Bazen iktidardaki bir parti yerel seçimlerde çok büyük oy kaybına uğrarsa, muhalefet partileri iktidar için ümitlenirler, ancak bunun için parlamento ya da başkanlık seçimlerini beklerler. Ülkelerini kaosa sürükleyecek meşruiyet tartışmalarından uzak dururlar.
İşte bu yüzden, Batılı ülkelerde yerel seçimler sadece yerel yöneticilerin belirlendiği seçimlerdir ve bu ülkelerin dış ve güvenlik politikaları açısından çok önemli değillerdir.
Muhalefetin, iktidarı sadece demokratik yollarla devirip ülkeyi yönetmeye talip olduğu ülkelerde durum böyledir.
Peki, Türkiye’de durum neden farklı?
Türkiye’deki iktidar ve ona oy veren kesimler neden yerel seçimlere yerelin ötesinde anlam yüklüyorlar?
Neden muhalefet partilerinin yerel seçim sonuçlarını suistimal ederek ülkede yeniden bir meşruiyet tartışması açıp ülkeyi kaosa sürükleyeceklerine dair endişeye sahipler?
Bu endişeler yersiz mi?
İki temel husus bu endişelerin yersiz olmadığını gösteriyor.
Birincisi, seçim sandıklarında AK Parti iktidarını deviremeyen muhalefetin demokrasi dışı yollara tevessül ettiğinin ya da bu yönde çaba harcayanlara verdiği desteğe dair örneklerin varlığı.
İkincisi ise, Türk dış ve güvenlik politikasına dair hayati meselelerde muhalefetin yaklaşımının ne olacağı meselesi. Mesela PKK’nın Suriye kolu PYD/YPG’nin Suriye’nin kuzeydoğusundaki varlığının ortadan kaldırılması konusunda ve Ankara’nın bağımsız dış politika arayışları çerçevesinde Washington ile yaşadığı gerginlikler konusunda ne düşünüyorlar?
Birinci konuyu biraz açalım.
2002 yılında seçimleri kazanıp iktidarı devraldığı günden beri AK Parti iktidarının meşruluğunu sürekli olarak tartışmaya açık tutan ve demokrasi dışı yollarla onu devirmeye çalışan kimdi?
Abdullah Gül’ün Meclis tarafından cumhurbaşkanı seçilmesi sırasında, AK Parti’ye karşı açılan kapatma davası döneminde, 27 Nisan Muhtırası ve Cumhuriyet mitingleri sırasında, Gezi Parkı isyanı, FETÖ’nün 17-25 Aralık ve 15 Temmuz darbe girişimleri sırasında CHP ve diğer muhalefet partileri demokrasi ve hukukun üstünlüğünden yana mı tavır takındı? Yoksa demokratik seçimler yoluyla deviremedikleri iktidarı askerin, yargının, sokağın, FETÖ’nün ve maalesef hepsinin arkasındaki bir küresel aktörün devirmeye çalışmasına destek mi verdiler?

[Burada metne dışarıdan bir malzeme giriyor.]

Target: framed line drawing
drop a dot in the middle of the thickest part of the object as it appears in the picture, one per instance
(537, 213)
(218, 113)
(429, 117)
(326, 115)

Muhalefet partilerinin Türkiye’de demokrasinin işleyişi konusunda sicili bu kadar bozuk olduğu için ülke siyasetini ilgilendiren her önemli dönemeçte “acaba bu defa da kaos ve istikrarsızlık çıkarmayı deneyerek iktidarı devirmeye çalışacaklar mı?” sorusu ve endişesi yeniden gündeme geliyor.
“Yok, bu defa artık iktidar değişikliği için genel seçimleri bekleyecekler, ülkeyi yeniden bir meşruiyet tartışmasına ve sonrasında sokak olaylarına sürüklemeye çalışmayacaklar, geçmişte olduğu gibi orduyu göreve çağırmak gibi demokratik olmayan yollara yönelmeyecekler” diyebiliyor muyuz?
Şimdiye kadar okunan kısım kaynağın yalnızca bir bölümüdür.